Grounding its analysis in studies of archival correspondence, journals, and teaching materials, as well as close readings of poems, essays, memoirs, and fiction, the dissertation presents four case studies in pairs of writers more often discussed in the context of separate fields or moments: Susan Howe and Charles Bernstein (Language writing), Adrienne Rich and June Jordan (feminist criticism), Eve Kosofsky Sedgwick and Rafael Campo (queer studies), and Christina Sharpe and Dionne Brand (Black feminist theory). Reassessing the creative approaches to critical practice these writers developed across periods of upheaval, expansion, and backlash against the fields of gender and race studies with which they have been affiliated, the chapters unearth intimate, institutional histories that have brought reparative hermeneutic claims into contact with poetics. Each chapter explores how writers turn to poetic forms of criticism or study in moments of fracture and fatigue to reconsider how these forms bind themselves to specific sites of social injury, restitution for racialized and gendered exclusions, and wider political struggles around the terms of intellectual legitimacy, merit, expertise, and authority.

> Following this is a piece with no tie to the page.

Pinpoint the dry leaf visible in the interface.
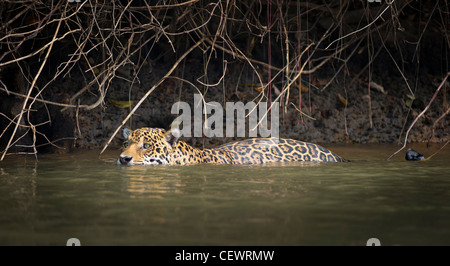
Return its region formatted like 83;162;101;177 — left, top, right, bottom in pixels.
108;99;134;109
337;93;348;107
369;81;387;94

Forgoing the impulse to valorize or dismiss how this writing defies convention, the dissertation schematizes its crisis rhetoric to reconsider the legacies of “reparative reading” and rethink the social forms of duress that foster countervailing investments in the power of writing among writers, readers, and scholars alike.
Attending to writers who have themselves inspired wide-ranging debates about the purpose of writing in the humanities, “Critical Exhaustion” clarifies how wounded, optimistic attachments to poetics have been commonplace in contemporary literary studies and feminist criticism, unsettling recurrent narratives of poetry’s marginality and reevaluating how these narratives suffuse scholars’ struggles with some of the more dramatic political, cultural, and technological changes of the last few decades.
Publications
“Reparative Reading’s Dialogue: In the Sedgwick Papers,” article under review.
Review of The Academic Avant-Garde: Poetry and the American University by Kimberly Quiogue Andrews, Journal of Modern Literature 48.2 (2025): 168–172.
“Writing in the Age of Disability,” Feminist Studies 50.2 (2024): 262–280.
In-Progress
“Adrienne Rich, June Jordan, and the Crises of Literary Study,” article in preparation.
“Salve, Balm, Map, Trace: Reading Sharpe Reading Brand,” article in preparation.